Writer/directors Samantha Buck and Marie Schlingmann provide an alternate take on a forgotten celebrity

Aimee Semple McPherson was such a recognizable figure in the ’20s that she served as part of the basis for Barbara Stanwyck’s character in the 1931 drama The Miracle Woman. Semple McPherson was an evangelist who inspired crowds through her radio show and raked in money through donations to her religious organization. She disappeared for a short time in 1926, at the height of her popularity and media scrutiny. This period of weeks is fictionalized by Brooklyn filmmakers (and SXSW alums) Samantha Buck and Marie Schlingmann in their work Sister Aimee, which premiered at Sundance and played at SXSW over the weekend.

The writer-director duo said during the SXSW Q&A that actress Anna Margaret Hollyman (Sleeping with Other People, The Mink Catcher) suggested the story idea. In their film, Hollyman plays the faith healer who feels overextended and takes up with married writer Steve (Michael Mosley, Pan Am, Ozark). The couple make a run for Mexico, rambling through the Southwest with guide Rey (Andrea Suarez Paz), a mysterious figure who intrigues both Aimee and Steve.

Sister Aimee grows into itself, increasing in depth and unexpectedness as we follow the trio’s journey. During their trip, scenes of the police investigation into the preacher’s disappearance are interspersed, serving as comic relief and offering further background into who Aimee is and what led to her calling as a Pentecostal leader. A number of Austin artists appear outfitted in period garb — the costuming is worth mention, as the quality of the outfits are impressive for an indie film — as figures from Aimee’s past and the detectives doing the questioning (John Merriman and Blake Delong).

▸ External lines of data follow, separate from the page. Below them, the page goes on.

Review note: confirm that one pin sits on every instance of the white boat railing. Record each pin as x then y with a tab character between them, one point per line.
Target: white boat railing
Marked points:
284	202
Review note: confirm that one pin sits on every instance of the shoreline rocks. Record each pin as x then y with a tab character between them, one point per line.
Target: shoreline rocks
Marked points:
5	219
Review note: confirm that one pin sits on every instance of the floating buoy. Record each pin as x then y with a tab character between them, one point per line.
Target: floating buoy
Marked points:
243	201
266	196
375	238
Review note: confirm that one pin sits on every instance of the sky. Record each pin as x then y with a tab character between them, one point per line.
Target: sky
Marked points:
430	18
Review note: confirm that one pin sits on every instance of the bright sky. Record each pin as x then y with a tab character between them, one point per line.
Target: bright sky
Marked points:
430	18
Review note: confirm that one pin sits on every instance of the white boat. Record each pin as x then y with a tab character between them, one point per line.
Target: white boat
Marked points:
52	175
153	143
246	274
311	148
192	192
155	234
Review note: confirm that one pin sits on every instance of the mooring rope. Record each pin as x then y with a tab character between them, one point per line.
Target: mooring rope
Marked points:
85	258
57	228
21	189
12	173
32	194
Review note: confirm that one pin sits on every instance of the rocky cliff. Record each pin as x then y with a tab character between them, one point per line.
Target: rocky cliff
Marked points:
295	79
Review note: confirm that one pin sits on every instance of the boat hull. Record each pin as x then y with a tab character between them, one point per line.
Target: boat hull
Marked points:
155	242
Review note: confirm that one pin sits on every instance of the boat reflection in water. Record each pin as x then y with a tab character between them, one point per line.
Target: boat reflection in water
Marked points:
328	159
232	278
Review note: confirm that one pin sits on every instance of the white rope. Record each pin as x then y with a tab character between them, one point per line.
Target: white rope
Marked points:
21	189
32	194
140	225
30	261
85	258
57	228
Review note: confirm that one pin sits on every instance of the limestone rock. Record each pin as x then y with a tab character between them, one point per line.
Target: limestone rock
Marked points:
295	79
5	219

Hollyman gives Aimee her own sense of mystery and stuns the audience with the last act’s miraculous musical number, written by Austin stalwart/composer Graham Reynolds. For me, the standout of the work is Paz as Rey. There’s a theme here of telling a story and claiming it as one’s own, which especially reverberates in this year or so when more women’s voices are being heard instead of silenced. The script written by Schlingmann and Buck gives Rey a haunting backstory and Paz plays her with a quiet fierceness. (An important sidenote: Luis Bordonada, who appears as a Mexican policeman, commented at the Q&A on the dearth of opportunity for Latinx actors in period films, how grateful he was for the representation allowed in Sister Aimee and that the directors didn’t require the Latinx performers to speak accented English).

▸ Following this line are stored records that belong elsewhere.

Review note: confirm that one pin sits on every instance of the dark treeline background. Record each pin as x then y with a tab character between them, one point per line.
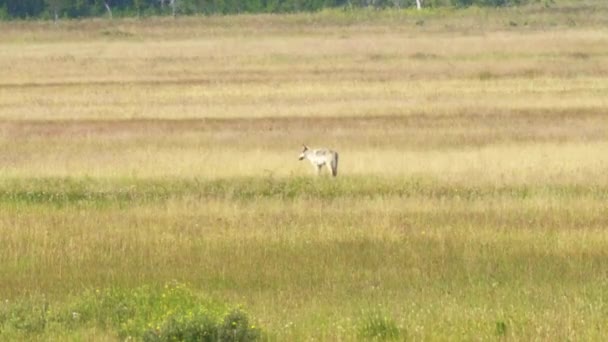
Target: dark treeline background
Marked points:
46	9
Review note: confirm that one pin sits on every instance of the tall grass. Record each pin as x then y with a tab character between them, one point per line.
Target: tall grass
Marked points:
470	201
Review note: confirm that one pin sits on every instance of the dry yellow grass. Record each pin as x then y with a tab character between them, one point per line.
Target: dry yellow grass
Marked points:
471	188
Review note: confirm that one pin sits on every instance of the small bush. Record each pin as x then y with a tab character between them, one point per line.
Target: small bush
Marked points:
236	328
377	325
171	313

There is a sharp wit to Sister Aimee and a bittersweet humor, yet a hopeful conclusion. The film defies genre in the best possible way, taking you on a road trip you won’t soon forget.

Cast and crew participate in a Q & A after the SXSW world premiere. Photo by Rod Machen.

Sister Aimee screens again at SXSW: Mon., March 11, 9:30pm at ZACH, and Sat., March 16, 11am at AFS Cinema.